By reportedly ruling that the $15 minimum wage is ineligible because it is “currently drafted” as a “mandate on businesses,” the parliamentarian appears to be implicitly inviting Democrats to replicate the GOP’s method: Find a way to write a tax law that makes it practically impossible (or prohibitively undesirable) for businesses to pay their workers less than $15, and she’d give it the green light.
Democrats have plenty of options. To name just two: They could establish a new 100 percent payroll tax on all wages below $15 an hour. Or they could make all businesses that pay their workers less than $15 an hour ineligible for tax credits or federal funds of any kind. (If Democrats wanted to replicate their existing proposal, and have the de facto minimum wage phase in gradually, they could adjust these measures to produce that effect.)
Some Senate progressives are currently preparing policies along these lines. Bernie Sanders is reportedly writing a provision that would strip tax deductions from large corporations that pay their workers less than $15 an hour. Ron Wyden has proposed something similar: a 5 percent penalty on the total payroll of corporations that pay their workers less than “a certain amount.” The proposal would also “provide an income tax credit equal to 25 percent of wages … to small businesses that pay their workers higher wages.”

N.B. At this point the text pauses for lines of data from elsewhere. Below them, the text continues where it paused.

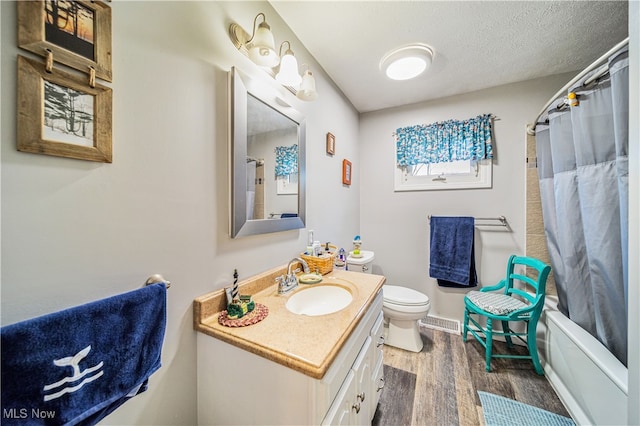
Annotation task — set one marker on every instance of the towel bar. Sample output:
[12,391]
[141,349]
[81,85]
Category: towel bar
[502,219]
[157,278]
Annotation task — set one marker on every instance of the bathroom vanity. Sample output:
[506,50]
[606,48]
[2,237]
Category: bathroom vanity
[291,368]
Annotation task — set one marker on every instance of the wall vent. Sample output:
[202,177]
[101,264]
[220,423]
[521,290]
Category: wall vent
[443,324]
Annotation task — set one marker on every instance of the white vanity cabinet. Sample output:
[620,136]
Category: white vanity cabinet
[360,392]
[236,386]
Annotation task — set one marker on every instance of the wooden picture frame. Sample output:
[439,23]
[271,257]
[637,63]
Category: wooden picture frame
[347,171]
[82,40]
[60,114]
[331,144]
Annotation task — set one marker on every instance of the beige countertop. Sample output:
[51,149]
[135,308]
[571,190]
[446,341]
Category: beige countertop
[306,344]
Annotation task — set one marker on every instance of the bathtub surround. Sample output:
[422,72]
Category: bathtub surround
[583,170]
[162,205]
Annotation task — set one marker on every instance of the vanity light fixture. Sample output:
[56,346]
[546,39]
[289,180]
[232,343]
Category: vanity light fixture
[307,91]
[407,62]
[288,73]
[260,48]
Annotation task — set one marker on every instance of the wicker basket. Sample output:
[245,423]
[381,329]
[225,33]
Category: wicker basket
[323,264]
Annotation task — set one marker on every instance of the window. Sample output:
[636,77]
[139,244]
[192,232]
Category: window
[465,174]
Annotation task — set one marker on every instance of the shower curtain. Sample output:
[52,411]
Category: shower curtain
[583,171]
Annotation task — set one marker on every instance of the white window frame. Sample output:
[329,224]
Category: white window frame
[480,177]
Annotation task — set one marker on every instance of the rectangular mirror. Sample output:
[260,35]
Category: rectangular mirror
[267,147]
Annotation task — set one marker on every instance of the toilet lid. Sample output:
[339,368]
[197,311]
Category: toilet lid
[404,296]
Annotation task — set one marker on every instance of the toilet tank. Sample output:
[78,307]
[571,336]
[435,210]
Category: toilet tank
[361,264]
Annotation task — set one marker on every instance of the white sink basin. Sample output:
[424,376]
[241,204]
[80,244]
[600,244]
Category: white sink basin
[320,300]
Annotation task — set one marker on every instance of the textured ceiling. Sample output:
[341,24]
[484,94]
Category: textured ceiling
[477,44]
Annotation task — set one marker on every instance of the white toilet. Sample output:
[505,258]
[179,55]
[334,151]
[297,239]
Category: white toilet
[402,308]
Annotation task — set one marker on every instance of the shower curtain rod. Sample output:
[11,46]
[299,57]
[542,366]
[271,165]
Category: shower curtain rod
[531,128]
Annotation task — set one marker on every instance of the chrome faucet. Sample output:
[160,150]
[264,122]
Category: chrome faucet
[290,281]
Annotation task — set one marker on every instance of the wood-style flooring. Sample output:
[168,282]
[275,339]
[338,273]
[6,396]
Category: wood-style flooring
[449,373]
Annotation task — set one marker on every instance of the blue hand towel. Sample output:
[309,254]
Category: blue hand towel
[452,260]
[78,365]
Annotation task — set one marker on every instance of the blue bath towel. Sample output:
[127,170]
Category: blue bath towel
[452,260]
[78,365]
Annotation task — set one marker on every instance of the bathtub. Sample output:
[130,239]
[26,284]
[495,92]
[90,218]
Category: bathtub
[589,380]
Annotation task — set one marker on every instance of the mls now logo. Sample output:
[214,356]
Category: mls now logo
[23,413]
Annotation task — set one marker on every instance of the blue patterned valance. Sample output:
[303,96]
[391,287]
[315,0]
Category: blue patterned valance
[445,141]
[286,160]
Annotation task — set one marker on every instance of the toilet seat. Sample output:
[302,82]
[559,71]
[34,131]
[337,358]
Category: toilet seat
[403,296]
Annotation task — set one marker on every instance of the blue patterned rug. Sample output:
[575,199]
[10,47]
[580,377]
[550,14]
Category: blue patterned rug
[501,411]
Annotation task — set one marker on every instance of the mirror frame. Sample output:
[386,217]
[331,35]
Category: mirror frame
[241,85]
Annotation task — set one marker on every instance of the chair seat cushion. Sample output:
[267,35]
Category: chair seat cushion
[495,303]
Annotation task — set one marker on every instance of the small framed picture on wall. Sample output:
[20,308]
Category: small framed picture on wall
[331,144]
[347,170]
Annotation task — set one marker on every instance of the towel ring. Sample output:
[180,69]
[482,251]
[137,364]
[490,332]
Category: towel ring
[157,278]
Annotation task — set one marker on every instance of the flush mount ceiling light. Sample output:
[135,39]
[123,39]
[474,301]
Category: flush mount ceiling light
[260,48]
[407,62]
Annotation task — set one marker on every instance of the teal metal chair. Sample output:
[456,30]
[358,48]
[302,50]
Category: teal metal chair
[521,301]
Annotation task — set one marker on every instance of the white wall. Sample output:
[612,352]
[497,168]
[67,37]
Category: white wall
[634,213]
[76,231]
[395,225]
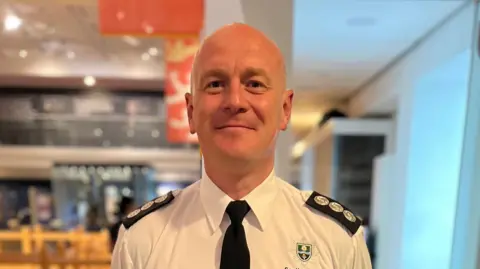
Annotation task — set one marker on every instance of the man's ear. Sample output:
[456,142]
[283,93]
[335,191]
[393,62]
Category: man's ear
[189,102]
[286,109]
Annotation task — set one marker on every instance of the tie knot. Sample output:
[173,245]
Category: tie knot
[237,210]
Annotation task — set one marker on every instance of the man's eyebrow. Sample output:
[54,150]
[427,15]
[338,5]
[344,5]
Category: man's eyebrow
[251,72]
[219,73]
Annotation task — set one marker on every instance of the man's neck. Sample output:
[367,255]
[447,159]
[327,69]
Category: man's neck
[238,180]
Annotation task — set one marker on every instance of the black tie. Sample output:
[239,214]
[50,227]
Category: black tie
[235,254]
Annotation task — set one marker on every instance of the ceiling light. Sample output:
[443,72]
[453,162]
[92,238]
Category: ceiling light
[12,23]
[23,53]
[145,56]
[71,55]
[130,40]
[153,51]
[120,15]
[89,81]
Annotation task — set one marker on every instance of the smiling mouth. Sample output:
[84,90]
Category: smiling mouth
[234,127]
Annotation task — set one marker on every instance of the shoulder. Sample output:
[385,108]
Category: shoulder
[332,209]
[157,204]
[327,207]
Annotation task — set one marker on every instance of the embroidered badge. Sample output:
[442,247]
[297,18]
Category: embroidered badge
[304,251]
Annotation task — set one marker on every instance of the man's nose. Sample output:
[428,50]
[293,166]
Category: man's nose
[234,98]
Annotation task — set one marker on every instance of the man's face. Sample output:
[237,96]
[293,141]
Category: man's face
[239,100]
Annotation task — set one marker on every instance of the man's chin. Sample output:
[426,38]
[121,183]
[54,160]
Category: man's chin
[236,152]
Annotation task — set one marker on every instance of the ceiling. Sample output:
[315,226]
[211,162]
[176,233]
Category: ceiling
[61,39]
[338,46]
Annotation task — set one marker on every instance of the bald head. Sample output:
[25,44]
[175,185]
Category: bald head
[240,39]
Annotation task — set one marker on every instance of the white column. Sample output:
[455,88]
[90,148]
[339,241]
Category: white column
[307,169]
[466,246]
[429,154]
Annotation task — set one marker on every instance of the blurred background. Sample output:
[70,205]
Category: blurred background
[386,119]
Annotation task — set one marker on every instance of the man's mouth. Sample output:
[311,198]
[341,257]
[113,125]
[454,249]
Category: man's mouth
[235,126]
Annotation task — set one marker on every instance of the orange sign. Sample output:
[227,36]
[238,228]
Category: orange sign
[151,17]
[179,55]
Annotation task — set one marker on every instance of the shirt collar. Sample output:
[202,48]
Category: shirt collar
[215,201]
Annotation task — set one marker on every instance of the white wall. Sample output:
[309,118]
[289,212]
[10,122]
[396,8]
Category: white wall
[427,152]
[451,39]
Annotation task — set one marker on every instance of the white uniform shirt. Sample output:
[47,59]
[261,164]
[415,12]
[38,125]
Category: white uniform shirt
[282,231]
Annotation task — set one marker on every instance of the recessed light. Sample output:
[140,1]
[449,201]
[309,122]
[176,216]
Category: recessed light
[120,15]
[12,23]
[71,55]
[23,53]
[145,56]
[89,81]
[361,21]
[130,40]
[153,51]
[98,132]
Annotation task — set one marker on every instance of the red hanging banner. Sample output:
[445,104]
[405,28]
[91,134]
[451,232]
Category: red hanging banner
[179,55]
[151,17]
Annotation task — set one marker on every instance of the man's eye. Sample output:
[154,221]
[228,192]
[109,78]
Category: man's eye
[215,84]
[254,84]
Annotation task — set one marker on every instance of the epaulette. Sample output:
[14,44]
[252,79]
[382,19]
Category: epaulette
[148,208]
[335,210]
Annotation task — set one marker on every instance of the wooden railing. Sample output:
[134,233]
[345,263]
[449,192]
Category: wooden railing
[34,248]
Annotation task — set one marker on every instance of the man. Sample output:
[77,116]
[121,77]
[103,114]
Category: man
[240,215]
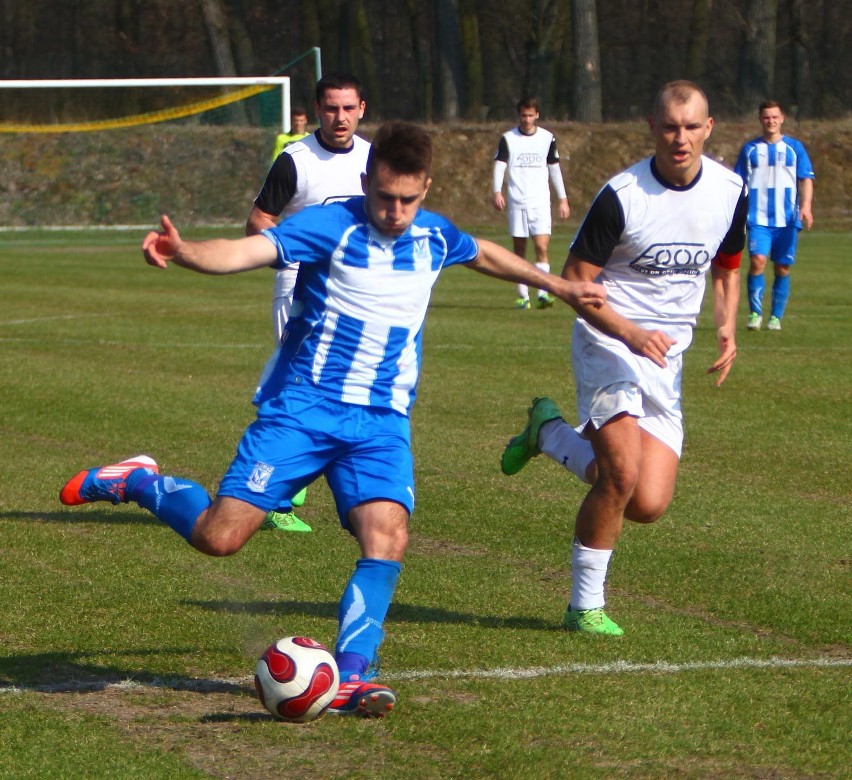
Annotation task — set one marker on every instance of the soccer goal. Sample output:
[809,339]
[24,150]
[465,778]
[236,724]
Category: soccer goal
[81,105]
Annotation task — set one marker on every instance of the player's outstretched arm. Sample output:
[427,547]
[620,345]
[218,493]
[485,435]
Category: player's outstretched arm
[494,260]
[726,297]
[806,199]
[217,256]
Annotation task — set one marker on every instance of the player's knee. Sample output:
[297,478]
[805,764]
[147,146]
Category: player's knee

These measures would be better than nothing. But the fact that Wyden and Sanders target their de facto minimum-wage mandates exclusively at large corporations suggests that they’re not just aiming to appease the parliamentarian, but also the objections of Manchin and Sinema.

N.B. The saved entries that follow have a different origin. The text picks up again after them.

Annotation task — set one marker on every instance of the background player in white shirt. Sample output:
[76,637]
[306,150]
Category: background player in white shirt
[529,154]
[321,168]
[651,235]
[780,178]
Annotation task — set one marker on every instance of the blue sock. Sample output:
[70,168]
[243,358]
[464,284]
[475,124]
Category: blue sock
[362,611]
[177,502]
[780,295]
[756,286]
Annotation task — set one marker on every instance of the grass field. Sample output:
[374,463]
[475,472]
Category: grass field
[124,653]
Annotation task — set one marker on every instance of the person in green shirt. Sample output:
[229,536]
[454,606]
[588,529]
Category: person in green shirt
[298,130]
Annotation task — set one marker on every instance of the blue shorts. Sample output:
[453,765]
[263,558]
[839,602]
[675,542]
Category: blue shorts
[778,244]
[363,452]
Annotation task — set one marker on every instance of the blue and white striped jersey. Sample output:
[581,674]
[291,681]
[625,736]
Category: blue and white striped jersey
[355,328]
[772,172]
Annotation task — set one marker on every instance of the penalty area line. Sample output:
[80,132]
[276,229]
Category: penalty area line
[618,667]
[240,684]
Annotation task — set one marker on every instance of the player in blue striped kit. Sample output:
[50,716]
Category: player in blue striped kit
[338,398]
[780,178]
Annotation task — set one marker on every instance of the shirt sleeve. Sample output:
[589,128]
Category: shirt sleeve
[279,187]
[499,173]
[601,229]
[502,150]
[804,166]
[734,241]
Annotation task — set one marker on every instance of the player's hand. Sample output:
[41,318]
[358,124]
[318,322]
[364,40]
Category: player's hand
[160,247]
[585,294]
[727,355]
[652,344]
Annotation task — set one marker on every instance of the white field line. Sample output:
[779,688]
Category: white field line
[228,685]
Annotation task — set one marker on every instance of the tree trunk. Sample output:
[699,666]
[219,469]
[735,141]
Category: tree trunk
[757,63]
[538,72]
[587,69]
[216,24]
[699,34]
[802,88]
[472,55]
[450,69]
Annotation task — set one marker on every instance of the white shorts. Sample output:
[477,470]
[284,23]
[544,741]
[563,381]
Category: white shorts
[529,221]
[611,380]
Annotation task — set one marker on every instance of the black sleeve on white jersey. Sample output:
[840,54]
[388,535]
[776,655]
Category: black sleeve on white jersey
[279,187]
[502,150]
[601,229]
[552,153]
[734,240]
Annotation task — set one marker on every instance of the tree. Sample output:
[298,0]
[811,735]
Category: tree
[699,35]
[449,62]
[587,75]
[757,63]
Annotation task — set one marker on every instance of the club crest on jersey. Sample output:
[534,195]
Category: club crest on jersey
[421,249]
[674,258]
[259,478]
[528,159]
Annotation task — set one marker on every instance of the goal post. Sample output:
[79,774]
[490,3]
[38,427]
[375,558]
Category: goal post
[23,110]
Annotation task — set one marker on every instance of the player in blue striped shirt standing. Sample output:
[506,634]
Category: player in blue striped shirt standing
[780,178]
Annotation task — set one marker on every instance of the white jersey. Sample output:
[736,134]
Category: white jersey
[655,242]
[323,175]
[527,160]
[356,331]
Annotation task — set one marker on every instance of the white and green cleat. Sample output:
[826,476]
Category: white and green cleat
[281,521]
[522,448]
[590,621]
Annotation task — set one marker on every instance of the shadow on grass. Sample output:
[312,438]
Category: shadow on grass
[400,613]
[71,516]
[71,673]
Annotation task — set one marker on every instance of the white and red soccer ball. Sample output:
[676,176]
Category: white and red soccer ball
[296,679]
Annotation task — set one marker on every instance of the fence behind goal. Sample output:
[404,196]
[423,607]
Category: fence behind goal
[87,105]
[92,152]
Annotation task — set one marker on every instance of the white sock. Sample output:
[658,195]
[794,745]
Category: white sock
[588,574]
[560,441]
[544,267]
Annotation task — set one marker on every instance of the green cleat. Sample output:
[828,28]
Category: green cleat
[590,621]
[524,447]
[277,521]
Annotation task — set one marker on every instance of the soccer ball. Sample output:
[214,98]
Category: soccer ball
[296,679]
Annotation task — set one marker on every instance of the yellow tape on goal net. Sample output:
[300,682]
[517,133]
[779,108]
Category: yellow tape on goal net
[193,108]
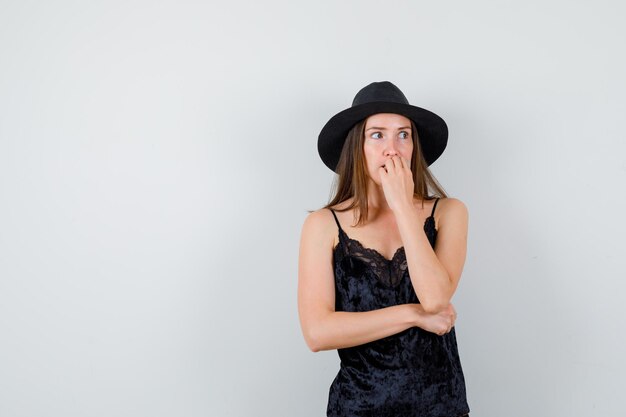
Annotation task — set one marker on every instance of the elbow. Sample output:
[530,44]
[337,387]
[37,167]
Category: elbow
[434,307]
[313,341]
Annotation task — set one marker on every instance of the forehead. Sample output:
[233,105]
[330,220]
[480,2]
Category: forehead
[387,120]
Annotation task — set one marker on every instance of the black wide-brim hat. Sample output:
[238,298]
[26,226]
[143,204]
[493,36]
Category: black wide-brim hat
[382,97]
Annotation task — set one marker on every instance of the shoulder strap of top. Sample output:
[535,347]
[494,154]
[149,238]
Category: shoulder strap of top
[434,207]
[336,220]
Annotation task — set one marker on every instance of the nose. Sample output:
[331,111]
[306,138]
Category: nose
[391,149]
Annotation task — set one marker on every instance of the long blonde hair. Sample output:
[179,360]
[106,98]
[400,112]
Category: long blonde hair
[351,179]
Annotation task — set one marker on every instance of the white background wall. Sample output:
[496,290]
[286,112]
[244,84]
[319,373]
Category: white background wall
[157,159]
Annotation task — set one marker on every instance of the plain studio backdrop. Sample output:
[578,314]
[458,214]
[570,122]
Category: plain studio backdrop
[157,161]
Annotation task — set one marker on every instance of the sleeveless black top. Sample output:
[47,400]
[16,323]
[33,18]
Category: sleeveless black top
[412,373]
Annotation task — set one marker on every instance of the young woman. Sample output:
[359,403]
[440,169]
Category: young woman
[380,263]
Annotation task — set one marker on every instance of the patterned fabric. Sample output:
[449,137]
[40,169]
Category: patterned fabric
[412,373]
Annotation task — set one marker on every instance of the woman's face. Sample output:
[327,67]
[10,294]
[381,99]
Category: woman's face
[386,135]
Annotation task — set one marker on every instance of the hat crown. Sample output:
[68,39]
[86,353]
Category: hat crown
[379,91]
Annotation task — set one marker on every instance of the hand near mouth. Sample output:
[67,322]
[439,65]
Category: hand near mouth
[397,182]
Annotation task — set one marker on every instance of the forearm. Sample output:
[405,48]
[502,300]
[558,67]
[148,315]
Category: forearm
[430,280]
[341,329]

Which speaks to the fundamental truth of this whole policy fight: The parliamentarian is not stopping Democrats from passing a $15 minimum wage; a small number of moderate Senate Democrats are doing that.
The Democratic leadership could make it maximally painful for those moderates to hold out against the minimum-wage hike; if Harris overrules the parliamentarian, then Schumer could force Manchin and Sinema to take an up or down vote on a COVID-relief bill that includes a $15 federal minimum wage. Schumer may be reluctant to do this because it would risk making these senators even more uncooperative on future legislation (as Joe Lieberman taught Democrats in 2009, hell hath no fury like a senator scorned). Regardless, the basic problem is Manchin, Sinema, and perhaps some other moderate senators who secretly share their opposition. There are myriad ways for Democrats to get a $15 minimum wage through the Senate. There just aren’t 50 Senate Democrats with the will to do so.